Sub Section 6 of Section 437 virtually consists of two parts. If first part is read in isolation, it would mean that an accused accrues an indefeasible and incorrigible right for being released on bail if in a case triable by a Magistrate, the trial of a person accused of a non bailable offence is not concluded within a period of 60 days from the first date fixed for taking evidence of the accused, such person if he is in custody during whole of the said period shall be released on bail. However, a cog in the wheel has been put in the said provision to the effect that such right cannot be by way of a mandatory right as the Magistrate for reasons to be recorded in writing may otherwise direct. In the judgment passed in Criminal Reference No. 2 of 2011 while considering the various parameters for grant of bail or for that matter refusal of bail un- der section 437(6) of CrP.C., it was held that the provisions are not mandatory in nature. Various factors, which must weigh in the mind of the Magistrate have been enumerated in the judgment under reference and the same reads as under:-

"Q-3 The Magistrate has option/discretion to refuse bail by assigning reasons therefor. The parameters, factors, circumstances and grounds to be considered by Magistrate vis-à- vis such application preferred by the accused under Section 437(6) of the Code may be:
(1)Whether the reasons for being unable to conclude trial within sixty days from the first date fixed of taking evidence, are attributable to the accused?
(2) Whether there are any chances of the accused tampering with evidence or causing prejudice to the case of the prosecution in any other manner?
(3) whether there are any chances of abscondence of the accused on being bailed out?

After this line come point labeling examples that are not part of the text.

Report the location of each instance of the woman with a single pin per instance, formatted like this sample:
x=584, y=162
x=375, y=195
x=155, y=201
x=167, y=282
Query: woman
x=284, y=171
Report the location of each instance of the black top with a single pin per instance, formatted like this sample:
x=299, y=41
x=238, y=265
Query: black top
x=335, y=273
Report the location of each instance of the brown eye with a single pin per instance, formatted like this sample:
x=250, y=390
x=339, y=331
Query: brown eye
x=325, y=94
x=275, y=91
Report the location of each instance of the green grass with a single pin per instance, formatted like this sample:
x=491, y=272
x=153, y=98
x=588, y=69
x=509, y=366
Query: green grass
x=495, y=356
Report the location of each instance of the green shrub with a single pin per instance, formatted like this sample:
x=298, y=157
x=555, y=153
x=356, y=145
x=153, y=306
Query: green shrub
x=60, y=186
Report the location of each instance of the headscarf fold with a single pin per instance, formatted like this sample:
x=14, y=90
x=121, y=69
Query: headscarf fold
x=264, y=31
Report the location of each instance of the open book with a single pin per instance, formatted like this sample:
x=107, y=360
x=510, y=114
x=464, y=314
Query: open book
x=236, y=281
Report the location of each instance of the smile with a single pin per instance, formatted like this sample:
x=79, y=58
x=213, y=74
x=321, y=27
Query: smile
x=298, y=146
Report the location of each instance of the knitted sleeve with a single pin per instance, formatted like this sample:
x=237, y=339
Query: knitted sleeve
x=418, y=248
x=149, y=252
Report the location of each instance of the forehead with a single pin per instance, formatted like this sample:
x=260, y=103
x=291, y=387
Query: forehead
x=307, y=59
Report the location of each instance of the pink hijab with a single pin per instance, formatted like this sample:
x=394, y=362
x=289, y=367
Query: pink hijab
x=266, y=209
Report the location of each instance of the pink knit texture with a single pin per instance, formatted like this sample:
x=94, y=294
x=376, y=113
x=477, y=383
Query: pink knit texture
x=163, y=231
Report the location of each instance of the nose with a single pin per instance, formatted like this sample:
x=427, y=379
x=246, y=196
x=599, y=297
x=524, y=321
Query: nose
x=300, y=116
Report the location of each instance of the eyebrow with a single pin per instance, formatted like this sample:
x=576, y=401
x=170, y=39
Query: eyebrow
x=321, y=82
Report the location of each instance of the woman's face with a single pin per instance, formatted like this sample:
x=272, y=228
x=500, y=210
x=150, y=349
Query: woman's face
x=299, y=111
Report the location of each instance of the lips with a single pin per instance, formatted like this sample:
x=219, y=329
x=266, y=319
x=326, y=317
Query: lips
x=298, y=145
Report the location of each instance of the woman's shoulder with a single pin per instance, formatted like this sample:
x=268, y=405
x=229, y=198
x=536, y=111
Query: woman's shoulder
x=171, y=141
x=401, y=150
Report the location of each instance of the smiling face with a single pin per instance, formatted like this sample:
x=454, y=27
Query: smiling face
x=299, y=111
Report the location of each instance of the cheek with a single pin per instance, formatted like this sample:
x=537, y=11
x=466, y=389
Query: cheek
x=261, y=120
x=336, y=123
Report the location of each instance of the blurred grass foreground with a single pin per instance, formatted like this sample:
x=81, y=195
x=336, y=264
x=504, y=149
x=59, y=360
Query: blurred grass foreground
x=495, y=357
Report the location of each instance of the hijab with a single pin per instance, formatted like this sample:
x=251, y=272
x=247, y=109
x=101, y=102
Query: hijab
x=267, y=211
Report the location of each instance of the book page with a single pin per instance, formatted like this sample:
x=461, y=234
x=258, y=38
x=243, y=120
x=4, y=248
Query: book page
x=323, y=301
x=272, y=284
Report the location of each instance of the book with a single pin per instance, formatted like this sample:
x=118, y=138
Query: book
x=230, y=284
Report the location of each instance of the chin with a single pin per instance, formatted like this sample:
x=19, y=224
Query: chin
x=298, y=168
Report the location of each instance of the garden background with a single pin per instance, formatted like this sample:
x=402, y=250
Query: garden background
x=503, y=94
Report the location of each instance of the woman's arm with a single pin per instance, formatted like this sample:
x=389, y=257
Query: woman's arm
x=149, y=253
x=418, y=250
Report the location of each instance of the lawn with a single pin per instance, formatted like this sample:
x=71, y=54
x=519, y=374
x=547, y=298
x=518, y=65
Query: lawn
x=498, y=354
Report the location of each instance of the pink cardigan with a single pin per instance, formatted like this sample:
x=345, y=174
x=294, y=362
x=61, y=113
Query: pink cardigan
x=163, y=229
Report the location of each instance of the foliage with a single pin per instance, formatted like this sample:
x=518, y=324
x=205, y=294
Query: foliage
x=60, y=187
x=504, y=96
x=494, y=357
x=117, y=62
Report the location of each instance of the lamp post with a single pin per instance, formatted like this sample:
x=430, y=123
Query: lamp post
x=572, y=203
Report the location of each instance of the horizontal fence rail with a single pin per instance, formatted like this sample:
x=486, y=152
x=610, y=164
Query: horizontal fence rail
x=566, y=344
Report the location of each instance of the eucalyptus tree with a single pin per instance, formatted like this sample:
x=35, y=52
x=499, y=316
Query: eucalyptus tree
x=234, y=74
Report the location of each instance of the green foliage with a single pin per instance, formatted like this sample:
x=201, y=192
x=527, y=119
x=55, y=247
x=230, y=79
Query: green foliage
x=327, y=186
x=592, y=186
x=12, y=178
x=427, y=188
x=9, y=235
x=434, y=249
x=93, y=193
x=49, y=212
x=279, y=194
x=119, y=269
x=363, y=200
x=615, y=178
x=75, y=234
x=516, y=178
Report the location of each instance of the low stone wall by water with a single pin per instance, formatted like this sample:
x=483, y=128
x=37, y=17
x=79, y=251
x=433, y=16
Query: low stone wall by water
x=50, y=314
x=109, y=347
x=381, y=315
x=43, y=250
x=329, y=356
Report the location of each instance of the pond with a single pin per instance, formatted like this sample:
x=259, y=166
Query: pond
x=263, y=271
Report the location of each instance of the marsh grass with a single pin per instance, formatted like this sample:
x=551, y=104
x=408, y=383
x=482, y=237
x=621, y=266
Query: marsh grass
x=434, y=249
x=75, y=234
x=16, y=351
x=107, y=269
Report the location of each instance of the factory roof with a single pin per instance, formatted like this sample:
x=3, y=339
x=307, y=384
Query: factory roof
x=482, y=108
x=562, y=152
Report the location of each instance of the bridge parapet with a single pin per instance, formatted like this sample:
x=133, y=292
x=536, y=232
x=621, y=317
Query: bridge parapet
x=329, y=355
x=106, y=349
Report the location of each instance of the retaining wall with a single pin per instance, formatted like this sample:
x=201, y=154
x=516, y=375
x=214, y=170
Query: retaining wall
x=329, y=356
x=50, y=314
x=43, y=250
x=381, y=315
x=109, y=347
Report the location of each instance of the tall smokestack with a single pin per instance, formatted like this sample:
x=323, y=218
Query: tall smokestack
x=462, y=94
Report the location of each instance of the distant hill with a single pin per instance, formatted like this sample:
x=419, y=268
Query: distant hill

Whether accused was not in custody during the whole of the said period?

If the answer to any one of the above referred fact situations or similar fact situations is in affirmative than that would work as a fetter on the right that accrues to the accused under first part of sub section (6) of Section 437 of the Code".

One of the parameters, which are also to be considered, are whether there are chances of the accused tampering with the evidence or causing prejudice to the case of the prosecution in any other manner.

3.

In the backdrop of the judicial pronouncement, as stated above, this Court has to see as to whether the impugned order passed by the learned trial court is in consonance or is in conformity with the provisions of Section 437(6) of the Cr.P.C.

The ground which has been taken by learned Magistrate for refusing to grant the benefit of Section 437(6) Cr.P.C. is not germane for not considering the application under the said provision. No doubt it is true that the accused does not have an indefeasible right for being released on bail, but at the same time learned Magistrate is required to give reasons in rejecting an application u/s 437(6) Cr.P.C.

Considering such fact situation, the impugned order dated 12.07.2017 passed in connection with Nirsa P.S. Case No. 299 of 2014 (G.R. No. 3281 of 2014) by learned Judicial Magistrate, Dhanbad whereby the application preferred by the petitioner u/s 437(6) of the Code of Criminal Procedure has been rejected, being not in accordance with law, is hereby quashed and set aside.

The learned trial court is directed to release the petitioner on bail subject to such terms and conditions it may so impose.

This application stands allowed.

Let this order be sent through Fax at the cost of the petitioner.